Desconto O credor de precatório que ainda não foi contemplado pelo orçamento poderá optar pelo recebimento em parcela única até o fim do ano seguinte. Mas, para isso, deve aceitar o desconto de 40% por meio de acordo em juízos de conciliação. Mas, para o ano de 2022, os valores não incluídos no orçamento para esse tipo de quitação com desconto serão suportados por créditos adicionais abertos durante o próximo ano. As mudanças são válidas principalmente para a União, mas algumas regras se aplicam também aos outros entes federados, que continuam com um regime especial de quitação até 2024 (Emenda Constitucional 99, de 2017).

Espaço fiscal De acordo com nota da Consultoria de Orçamento da Câmara dos Deputados estima que as regras sobre precatórios abrirão espaço fiscal de R$ 110 bilhões no Orçamento de 2022. Deve-se considerar, porém, que apenas R$ 67 bilhões desses recursos estão garantidos com a Emenda Constitucional 113, de 2021, promulgada com o texto comum aprovado pelas duas Casas. O restante dos R$ 43,56 bilhões está baseado na redação da PEC 46/21, onde R$ 39,485 bilhões referentes ao limite de pagamento de precatórios e R$ 4,08 bilhões referentes aos precatórios parcelados fora do limite.

Data de apresentação A PEC muda, de 1º de julho para 2 de abril de cada ano, a data limite de apresentação dos precatórios pela Justiça para que sejam incluídos no orçamento público do ano seguinte. Em razão disso, para 2023 haverá uma transição, considerando-se os precatórios expedidos entre 2 de julho de 2021 e 2 de abril de 2022 para cálculo do limite de pagamento.

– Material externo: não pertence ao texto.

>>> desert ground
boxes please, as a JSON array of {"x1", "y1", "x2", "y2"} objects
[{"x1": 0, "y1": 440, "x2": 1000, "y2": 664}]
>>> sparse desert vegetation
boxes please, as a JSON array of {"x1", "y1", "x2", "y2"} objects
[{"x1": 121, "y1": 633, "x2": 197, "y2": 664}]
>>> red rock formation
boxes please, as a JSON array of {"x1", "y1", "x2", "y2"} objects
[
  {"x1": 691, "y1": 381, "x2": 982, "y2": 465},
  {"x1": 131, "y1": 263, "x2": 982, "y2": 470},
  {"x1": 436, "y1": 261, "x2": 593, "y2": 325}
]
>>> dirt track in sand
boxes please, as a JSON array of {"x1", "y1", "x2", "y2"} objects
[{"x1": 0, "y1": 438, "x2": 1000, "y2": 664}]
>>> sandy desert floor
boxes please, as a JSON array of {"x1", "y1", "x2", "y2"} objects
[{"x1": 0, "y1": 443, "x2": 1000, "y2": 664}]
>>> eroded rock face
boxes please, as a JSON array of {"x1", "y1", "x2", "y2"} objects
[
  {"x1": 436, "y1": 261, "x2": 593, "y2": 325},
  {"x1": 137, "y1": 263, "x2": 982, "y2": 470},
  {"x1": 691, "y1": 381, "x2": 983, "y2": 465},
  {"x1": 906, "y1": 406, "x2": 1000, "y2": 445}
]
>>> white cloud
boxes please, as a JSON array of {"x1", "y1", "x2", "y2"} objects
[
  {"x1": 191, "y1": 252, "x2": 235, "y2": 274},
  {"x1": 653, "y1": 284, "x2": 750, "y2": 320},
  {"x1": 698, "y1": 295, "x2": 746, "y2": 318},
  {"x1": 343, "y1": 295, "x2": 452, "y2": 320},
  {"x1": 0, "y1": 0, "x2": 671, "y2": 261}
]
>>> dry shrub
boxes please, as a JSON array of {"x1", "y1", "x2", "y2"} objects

Fora do limite Da mesma forma que o texto da Câmara, a PEC determina situações em que as despesas de pagamento de precatórios ficarão de fora do limite anual para o orçamento de cada ano e de fora do teto de gastos: Os precatórios pagos com o desconto de 40%; O uso dos precatórios por credores privados para pagar débitos com o Fisco, comprar imóveis públicos à venda, pagar outorga de serviços públicos, comprar ações colocadas à venda de empresas públicas ou comprar direitos do ente federado; 

Os precatórios para os quais a Constituição determina o parcelamento automático se seu valor for maior que 15% do total previsto para essa despesa no orçamento. Também correrão por fora do teto de precatórios os gastos com atualização monetária daqueles previstos para serem pagos no exercício.

Ordem de pagamento A PEC 46/21 cria novas prioridades de pagamento de precatórios, nesta ordem: As requisições de pequeno valor (RPV), que, para a União, são precatórios de até R$ 66 mil (valores de 2021); Os precatórios de natureza alimentícia (salários, indenizações ou benefícios previdenciários) até três vezes a RPV cujos titulares, originários ou por sucessão hereditária, tenham a partir de 60 anos de idade, ou sejam portadores de doença grave ou pessoas com deficiência; Os demais precatórios de natureza alimentícia até três vezes a RPV; Os demais precatórios de natureza alimentícia além de três vezes a RPV;  e Os demais precatórios.

Atualmente, a Constituição determina: Primeiramente o pagamento dos precatórios de natureza alimentícia de até três vezes a RPV para idosos, pessoas com deficiência e com doença grave. Depois, devem ser pagos os demais de natureza alimentícia na ordem cronológica de apresentação.